For example, a "synergistically effective amount" of a root of Blackia agalmainensis disclosed herein can be, e.g., 1mg/kg, 2mg/kg, 3mg/kg, 4mg/kg, 5mg/kg, 6mg/kg, 7mg/kg, 8mg/kg, 9mg/kg, 10mg/kg, 15mg/kg, 20mg/kg, 25mg/kg, 30mg/kg, 35mg/kg, 40mg/kg, 45mg/kg, 50mg/kg, 55mg/kg, 60mg/kg, 65mg/kg, 70mg/kg, 75mg/kg, 80mg/kg, 85mg/kg, 90mg/kg, 95mg/kg, 100mg/kg, 105mg/kg, 110mg/kg, 115mg/kg, 120mg/kg, 125mg/kg, 130mg/kg, 135mg/kg, 140mg/kg, 145mg/kg, 150mg/kg, 155mg/kg, 160mg/kg, 165mg/kg, 170mg/kg, 175mg/kg, 180mg/kg, 185mg/kg, 190mg/kg, 195mg/kg, 200mg/kg or more, or any amount therebetween. Thus, in some embodiments, a synergistically effective amount of blue maca root in a composition disclosed herein may be (preferably daily) from about 1mg to about 5 g. For example, the amount of blue maca root may be (preferably daily) from about 1mg to about 5 g. For example, the amount of blue maca root may be 1mg, 10mg, 100mg, 500mg, 1g, 1.5g, 2g, 2.5g, 3g, 3.5g, 4g, 4.5g, or 5g or more, or any range or amount between any two of the foregoing values.

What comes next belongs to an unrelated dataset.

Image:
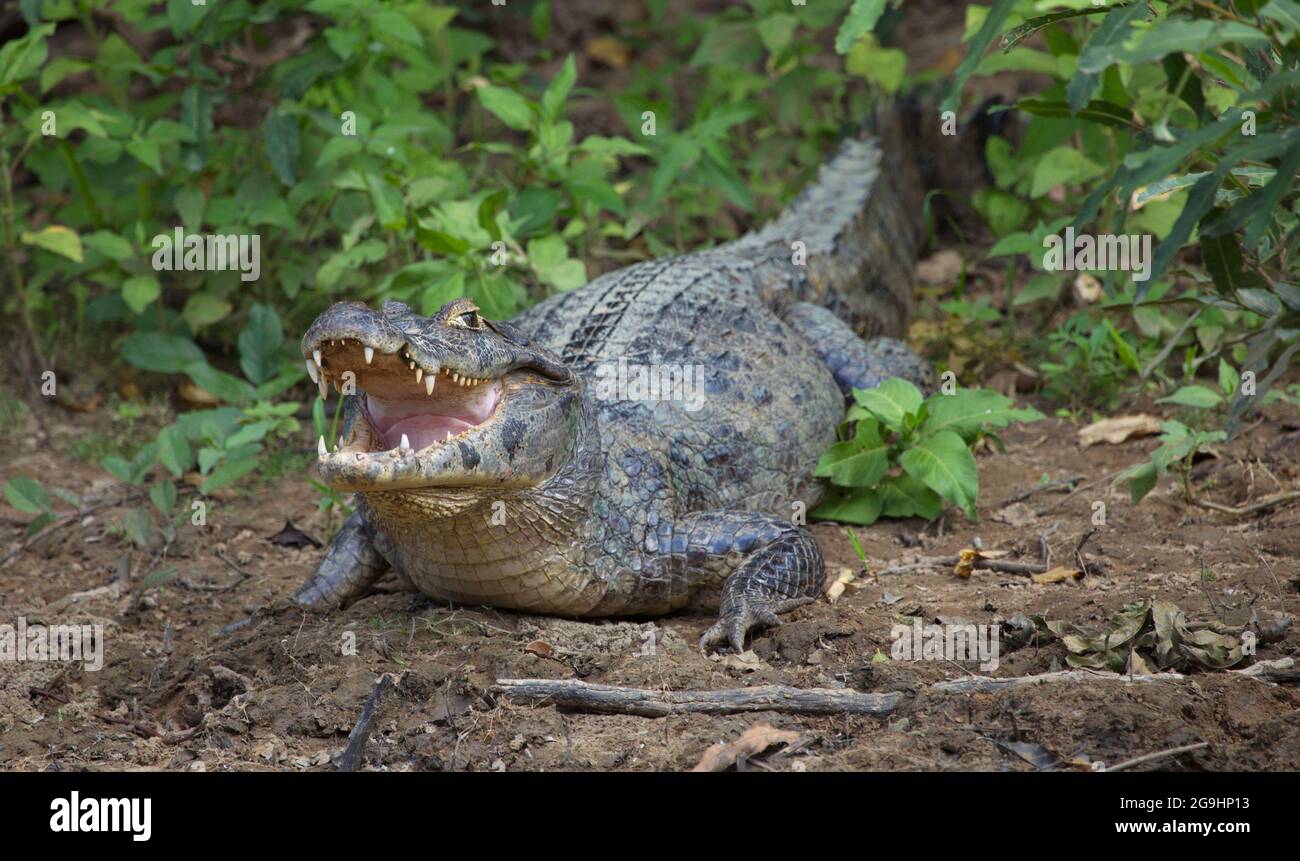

For example, a "synergistically effective amount" of purple maca root disclosed herein can be, e.g., 1mg/kg, 2mg/kg, 3mg/kg, 4mg/kg, 5mg/kg, 6mg/kg, 7mg/kg, 8mg/kg, 9mg/kg, 10mg/kg, 15mg/kg, 20mg/kg, 25mg/kg, 30mg/kg, 35mg/kg, 40mg/kg, 45mg/kg, 50mg/kg, 55mg/kg, 60mg/kg, 65mg/kg, 70mg/kg, 75mg/kg, 80mg/kg, 85mg/kg, 90mg/kg, 95mg/kg, 100mg/kg, 105mg/kg, 110mg/kg, 115mg/kg, 120mg/kg, 125mg/kg, 130mg/kg, 135mg/kg, 140mg/kg, 145mg/kg, 150mg/kg, 155mg/kg, 160mg/kg, 165mg/kg, 170mg/kg, 175mg/kg, 180mg/kg, 185mg/kg, 190mg/kg, 195mg/kg, 200mg/kg or more, or any amount therebetween. Thus, in some embodiments, the synergistically effective amount of the purple maca root in the compositions disclosed herein may be from about 1mg to about 5g (preferably per day). For example, the amount of purple maca root may be (preferably daily) from about 1mg to about 5 g. For example, the amount of purple maca root may be 1mg, 10mg, 100mg, 500mg, 1g, 1.5g, 2g, 2.5g, 3g, 3.5g, 4g, 4.5g, or 5g or more, or any range or amount between any two of the foregoing values.

In some embodiments, the composition comprises a synergistically effective amount of black maca and a synergistically effective amount of yellow maca. In some embodiments, the composition comprises a synergistically effective amount of black maca and a synergistically effective amount of red maca. In some embodiments, the composition comprises a synergistically effective amount of black maca and a synergistically effective amount of yellow maca. In some embodiments, the composition comprises a synergistically effective amount of red maca and a synergistically effective amount of yellow maca.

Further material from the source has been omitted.